Nous travaillons toujours sur de nouveaux projets et de nouvelles écritures qui sont très chers à Michel Field. Il faut essayer de donner un nouveau souffle au spectacle vivant : pour continuer à sortir le spectacle vivant des sentiers battus et des habitudes. L'éclectisme est une volonté très forte pour nous, sans rien abandonner : travailler sur les concepts, les écritures, le mode de filmage. La télévision doit pouvoir proposer de nouvelles lectures, aller chercher de nouveaux publics pour le spectacle vivant : s’adresser à tous. Donner envie d’aller au spectacle.
Votre stratégie de développement inclut-elle la mise en place de relations de fidélité avec des artistes qui peuvent devenir les ambassadeurs de leur discipline ?
Absolument, je suis pour ma part au service du spectacle vivant depuis 14 ans et nous avons pu nouer des relations exceptionnelles avec les artistes.
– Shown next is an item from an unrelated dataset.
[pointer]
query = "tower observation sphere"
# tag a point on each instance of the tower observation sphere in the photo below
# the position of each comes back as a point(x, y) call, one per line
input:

Alors qu’au début, il y avait une grande méfiance entre ces mondes : la présence même des caméras, les éclairages pour la télévision gênaient les artistes. Aujourd’hui nous avançons main dans la main grâce à cette relation forte, c’est aussi cela qui permet une chaîne telle que Culturebox. Nous avons vaincu la méfiance et les artistes nous apportent désormais leurs projets pour en discuter, pour avancer ensemble. Ces échanges sont de précieux joyaux, et nous travaillons tous les jours pour entretenir ces relations qui font le lien entre artistes et monde audiovisuel. Nous savons combien ce monde artistique peut être fragile alors même qu’il est composé de personnalités exceptionnelles à la force incroyable. Nous devons les accompagner ainsi, dans la confiance, au quotidien.